Jamming with the Canadian Rock Star

by Peter_vdL Motorola 08-01-2012 11:12 AM - edited 08-01-2012 11:12 AM

Everybody says the whole thing was my fault, but honestly, I just don’t see it that way.  At a team meeting, I casually mentioned that I was going to a Gosling performance that evening.   Everyone went quiet for a second, and then the questions started flying - “how long had I known Gosling?”, “what part of Canada does he come from?”, “Is he married?”, and “can you get me in to the event?”
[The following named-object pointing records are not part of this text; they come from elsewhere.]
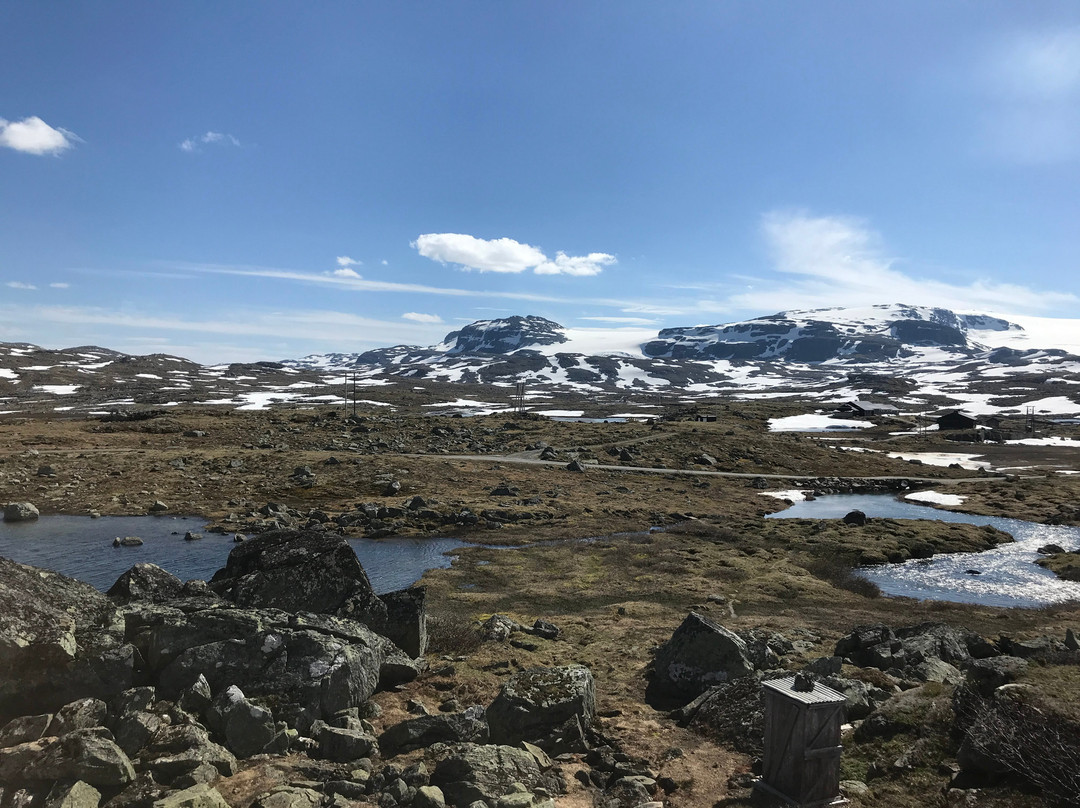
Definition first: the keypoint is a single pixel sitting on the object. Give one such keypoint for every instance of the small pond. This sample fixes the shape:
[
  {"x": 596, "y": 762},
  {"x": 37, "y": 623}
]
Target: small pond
[
  {"x": 82, "y": 548},
  {"x": 1007, "y": 574}
]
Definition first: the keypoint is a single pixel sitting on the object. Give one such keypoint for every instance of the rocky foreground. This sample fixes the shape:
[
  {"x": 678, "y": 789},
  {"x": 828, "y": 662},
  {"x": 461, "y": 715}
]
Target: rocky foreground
[{"x": 256, "y": 689}]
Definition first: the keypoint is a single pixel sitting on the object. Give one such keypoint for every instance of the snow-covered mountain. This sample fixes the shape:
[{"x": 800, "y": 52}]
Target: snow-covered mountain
[{"x": 916, "y": 357}]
Ryan Gosling is currently what Hollywood calls a “hot property”.  He has piercing blue eyes, combined with killer good looks and real acting talent.  Gosling has charmed audiences since his 2004 breakout role in “The Notebook”.  (I’d gone to see that movie with the understanding that it was a documentary on “emerging form factors in low end portables”.  It turns out it’s more “rom-com” (romantic comedy) than dot-com).

They made me promise to get some pictures, and write a blog post on “Jamming with Gosling”.  So here it is.  You really can’t blame me for everyone else’s faulty assumption that I was spending an evening with Ryan Gosling, Canadian heart-throb film star, rather than James Gosling, Canadian computer science PhD and inventor of the Java programming language.   James is what talent search companies call a "rock star" - someone who is so good at software development that they have a global reputation. 
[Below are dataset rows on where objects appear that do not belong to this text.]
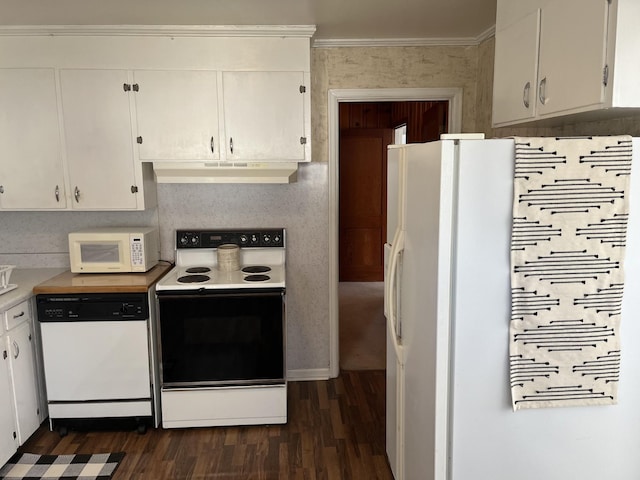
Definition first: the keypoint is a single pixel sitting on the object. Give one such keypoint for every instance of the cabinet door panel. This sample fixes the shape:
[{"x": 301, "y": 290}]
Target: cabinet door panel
[
  {"x": 8, "y": 444},
  {"x": 177, "y": 115},
  {"x": 23, "y": 380},
  {"x": 264, "y": 115},
  {"x": 516, "y": 63},
  {"x": 99, "y": 140},
  {"x": 572, "y": 55},
  {"x": 31, "y": 170}
]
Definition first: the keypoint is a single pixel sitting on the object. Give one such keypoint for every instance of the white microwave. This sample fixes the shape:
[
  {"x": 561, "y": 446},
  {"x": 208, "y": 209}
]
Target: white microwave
[{"x": 114, "y": 249}]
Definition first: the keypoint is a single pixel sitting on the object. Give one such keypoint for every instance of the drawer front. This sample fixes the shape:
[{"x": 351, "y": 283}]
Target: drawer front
[{"x": 16, "y": 315}]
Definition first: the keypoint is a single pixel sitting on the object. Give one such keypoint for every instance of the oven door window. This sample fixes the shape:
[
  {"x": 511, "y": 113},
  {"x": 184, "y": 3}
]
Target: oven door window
[{"x": 221, "y": 338}]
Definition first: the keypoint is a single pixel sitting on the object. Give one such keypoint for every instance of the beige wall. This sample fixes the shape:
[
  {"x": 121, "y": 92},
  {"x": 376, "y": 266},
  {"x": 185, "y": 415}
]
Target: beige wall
[
  {"x": 389, "y": 67},
  {"x": 627, "y": 125}
]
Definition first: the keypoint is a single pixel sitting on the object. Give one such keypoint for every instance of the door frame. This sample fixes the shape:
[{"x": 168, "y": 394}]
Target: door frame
[{"x": 335, "y": 97}]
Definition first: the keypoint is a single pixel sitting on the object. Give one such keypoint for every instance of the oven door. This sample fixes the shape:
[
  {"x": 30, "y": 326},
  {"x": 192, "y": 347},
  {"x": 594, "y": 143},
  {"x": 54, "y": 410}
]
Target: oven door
[{"x": 221, "y": 337}]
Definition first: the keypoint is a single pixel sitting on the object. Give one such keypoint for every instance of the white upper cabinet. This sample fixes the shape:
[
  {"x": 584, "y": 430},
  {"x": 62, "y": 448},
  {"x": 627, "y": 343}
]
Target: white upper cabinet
[
  {"x": 31, "y": 171},
  {"x": 573, "y": 43},
  {"x": 264, "y": 116},
  {"x": 565, "y": 57},
  {"x": 90, "y": 112},
  {"x": 99, "y": 143},
  {"x": 177, "y": 115},
  {"x": 515, "y": 88}
]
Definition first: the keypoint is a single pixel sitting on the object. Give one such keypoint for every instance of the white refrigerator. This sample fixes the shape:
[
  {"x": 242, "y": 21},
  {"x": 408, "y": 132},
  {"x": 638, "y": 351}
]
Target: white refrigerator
[{"x": 447, "y": 300}]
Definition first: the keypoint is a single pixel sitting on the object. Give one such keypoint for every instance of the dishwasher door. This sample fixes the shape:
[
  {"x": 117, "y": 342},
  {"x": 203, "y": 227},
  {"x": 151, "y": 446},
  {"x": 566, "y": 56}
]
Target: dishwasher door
[
  {"x": 95, "y": 352},
  {"x": 96, "y": 360}
]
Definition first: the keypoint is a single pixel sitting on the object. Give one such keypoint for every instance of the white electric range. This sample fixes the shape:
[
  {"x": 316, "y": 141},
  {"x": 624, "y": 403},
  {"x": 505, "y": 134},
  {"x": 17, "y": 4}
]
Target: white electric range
[{"x": 221, "y": 328}]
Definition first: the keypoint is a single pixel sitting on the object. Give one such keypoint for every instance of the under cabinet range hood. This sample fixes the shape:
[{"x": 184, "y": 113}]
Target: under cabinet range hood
[{"x": 223, "y": 172}]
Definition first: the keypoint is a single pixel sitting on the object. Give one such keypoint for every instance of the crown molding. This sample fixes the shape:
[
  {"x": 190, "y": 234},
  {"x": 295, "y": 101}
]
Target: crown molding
[
  {"x": 163, "y": 30},
  {"x": 403, "y": 42}
]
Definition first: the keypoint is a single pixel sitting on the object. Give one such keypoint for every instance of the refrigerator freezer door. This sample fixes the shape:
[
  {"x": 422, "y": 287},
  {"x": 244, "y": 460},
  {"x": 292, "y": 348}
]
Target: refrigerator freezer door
[
  {"x": 425, "y": 300},
  {"x": 489, "y": 440}
]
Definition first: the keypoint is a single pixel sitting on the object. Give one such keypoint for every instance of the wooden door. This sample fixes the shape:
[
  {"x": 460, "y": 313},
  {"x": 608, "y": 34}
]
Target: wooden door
[{"x": 363, "y": 216}]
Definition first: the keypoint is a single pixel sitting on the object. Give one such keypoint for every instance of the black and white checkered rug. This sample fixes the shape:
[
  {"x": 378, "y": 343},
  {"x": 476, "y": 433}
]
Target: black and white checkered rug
[{"x": 27, "y": 466}]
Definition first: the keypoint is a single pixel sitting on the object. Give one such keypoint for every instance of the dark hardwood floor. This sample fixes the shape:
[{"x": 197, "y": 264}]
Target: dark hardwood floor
[{"x": 335, "y": 430}]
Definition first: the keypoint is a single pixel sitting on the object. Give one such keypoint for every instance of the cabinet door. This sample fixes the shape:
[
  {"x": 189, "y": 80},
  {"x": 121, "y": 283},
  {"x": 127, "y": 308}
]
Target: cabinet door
[
  {"x": 31, "y": 173},
  {"x": 8, "y": 443},
  {"x": 177, "y": 115},
  {"x": 515, "y": 68},
  {"x": 99, "y": 140},
  {"x": 264, "y": 116},
  {"x": 572, "y": 55},
  {"x": 23, "y": 380}
]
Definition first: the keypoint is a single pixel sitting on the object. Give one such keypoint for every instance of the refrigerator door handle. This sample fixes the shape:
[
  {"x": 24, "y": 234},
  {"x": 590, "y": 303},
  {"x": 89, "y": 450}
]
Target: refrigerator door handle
[{"x": 392, "y": 320}]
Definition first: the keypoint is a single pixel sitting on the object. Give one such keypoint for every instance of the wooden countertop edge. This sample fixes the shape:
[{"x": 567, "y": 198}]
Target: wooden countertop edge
[{"x": 68, "y": 282}]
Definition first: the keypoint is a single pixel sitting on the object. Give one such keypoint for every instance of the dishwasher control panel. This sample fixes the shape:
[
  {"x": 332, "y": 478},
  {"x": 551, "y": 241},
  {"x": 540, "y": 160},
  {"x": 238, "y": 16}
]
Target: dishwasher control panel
[{"x": 92, "y": 307}]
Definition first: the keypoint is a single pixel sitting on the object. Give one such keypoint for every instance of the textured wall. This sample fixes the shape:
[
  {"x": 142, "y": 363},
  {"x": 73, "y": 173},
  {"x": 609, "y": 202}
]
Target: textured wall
[{"x": 389, "y": 67}]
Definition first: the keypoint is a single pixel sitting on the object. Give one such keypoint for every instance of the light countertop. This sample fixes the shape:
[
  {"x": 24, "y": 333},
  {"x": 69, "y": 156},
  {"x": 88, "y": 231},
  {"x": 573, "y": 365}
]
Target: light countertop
[
  {"x": 26, "y": 279},
  {"x": 67, "y": 282}
]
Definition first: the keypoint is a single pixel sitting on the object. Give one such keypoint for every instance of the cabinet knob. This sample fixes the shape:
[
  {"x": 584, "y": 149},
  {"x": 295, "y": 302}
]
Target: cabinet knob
[
  {"x": 542, "y": 91},
  {"x": 526, "y": 94}
]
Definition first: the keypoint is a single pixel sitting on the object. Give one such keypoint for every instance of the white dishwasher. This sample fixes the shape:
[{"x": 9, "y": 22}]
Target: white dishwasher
[{"x": 95, "y": 351}]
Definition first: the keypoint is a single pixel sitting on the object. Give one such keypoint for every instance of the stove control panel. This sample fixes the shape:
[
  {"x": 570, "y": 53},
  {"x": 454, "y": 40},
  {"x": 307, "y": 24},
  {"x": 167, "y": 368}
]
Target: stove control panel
[{"x": 267, "y": 237}]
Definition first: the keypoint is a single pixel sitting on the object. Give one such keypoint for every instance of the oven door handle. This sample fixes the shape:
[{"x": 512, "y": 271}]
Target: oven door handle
[{"x": 262, "y": 292}]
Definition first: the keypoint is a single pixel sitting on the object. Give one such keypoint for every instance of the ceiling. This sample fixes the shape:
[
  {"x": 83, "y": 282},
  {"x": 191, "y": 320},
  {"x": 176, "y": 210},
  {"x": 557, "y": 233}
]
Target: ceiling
[{"x": 350, "y": 20}]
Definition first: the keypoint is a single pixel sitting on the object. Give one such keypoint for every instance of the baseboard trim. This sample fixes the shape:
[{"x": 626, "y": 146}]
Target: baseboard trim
[{"x": 308, "y": 374}]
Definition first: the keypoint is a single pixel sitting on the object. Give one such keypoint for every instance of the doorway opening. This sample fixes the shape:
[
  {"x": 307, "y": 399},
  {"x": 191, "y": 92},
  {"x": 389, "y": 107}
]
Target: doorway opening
[
  {"x": 366, "y": 130},
  {"x": 450, "y": 99}
]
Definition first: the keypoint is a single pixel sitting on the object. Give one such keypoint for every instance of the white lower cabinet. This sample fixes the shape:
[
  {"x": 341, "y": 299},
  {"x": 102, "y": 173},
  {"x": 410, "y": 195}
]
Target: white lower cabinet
[
  {"x": 23, "y": 381},
  {"x": 8, "y": 441},
  {"x": 20, "y": 398}
]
Figure 1: Dr Gosling tunes up the presentation

We were both working at Sun Microsystems in the early 1990’s (on different projects), when James Gosling led a small team creating the language system that came to be known as Java.  In those days, before a trademark search nixed the name, the language was still called Oak, after a tree outside James's office window.   Oak/Java was released to interested parties inside Sun, and I emailed James with a suggestion - change the switch statement from the disastrous default “fall through” on the case clause (C has the same defect).  James emailed me back to agree with the idea, but explained that the installed code base was too large to permit such a change.  At the time there were perhaps 5 or 6 Java programmers, all in one building at Sun.  But such is the insidious inertia of backwards compatibility.

After Oracle bought Sun Microsystems in 2010, James left the company, eventually joining Liquid Robotics, a unique start-up mapping the oceans with hundreds of autonomous wave-powered robots.  Liquid Robots is currently running a unique event to identify promising ocean research projects.


The ocean robots are running Linux, and they are programmed in Java.  The robots talk with satellites every day to report their sensor readings.  To the satellites, each robot looks like a cell phone (they have IMEI numbers), and each data transmission goes through a modem and looks like a phone call.  Sadly, they are not running Android. James Gosling did deliver a very enjoyable talk on “Whales, Robots, and Java.”  


I’m sorry to disappoint team members who were hoping for the film star, but at least I got a picture of the rock star (see figure 1).